NOTE: actions/checkout behaves differently depending on the git version. Be careful when using it inside a container. That is, when using a container job instead of container step(s).

Anyway, once again, don't take me wrong, I agree with your ideal style preference. I'd love if that worked and we could have foreign container support off the shelf. Going back to the beginning, my concern is who has the resources and willingness for implementing and maintaining the feature in GHA.

NOTE: In fact, all Windows 10 users of Docker Desktop do have persistent qemu-user support for ARM by default since a couple of years ago, and I really like that. However, they don't use qemu-binfmt-conf.sh, but a golang tool (which is statically built for amd64 hosts only).

I agree that it is always better to solve the problem in a right way, but in real world it does not look like it will be solved in a foreseeable future, considering number of issues in the runner's issue tracker.

Honestly, in the real world we will revisit this in some weeks, and months, and maybe years. Human resources for all actions repos are similar, if not the same.

So, pre-installing qemu interpreters in persistent mode look like a good compromise. And it looks like the number of users who really care about which interpreters are registered is quite limited, and that would not harm for them to use the - run: apt remove qemu-user-static step.

Should you achieve pre-installing interpreters in persistent mode, I believe that'd be acceptable. Otherwise, it should be very clearly documented which is the one-liner that users need to use, due to breaking backwards behaviour.
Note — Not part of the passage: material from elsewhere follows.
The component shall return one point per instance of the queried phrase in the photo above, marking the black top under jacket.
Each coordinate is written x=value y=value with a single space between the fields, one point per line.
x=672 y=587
having qemu-user-static and binfmt-support installed by default would still not solve your use case

Why do you think so? As I said, this approach worked for me on Travis-CI. Yes, in ARM images I used the qemu-arm-static bianry is present in /usr/bin.

I assumed that you didn't want to contaminate the containers, since that's what most users pursue. If you are ok with being forced to put the binary in the same location that GHA does (and use that same location in any future host), then installing those packages alone might work.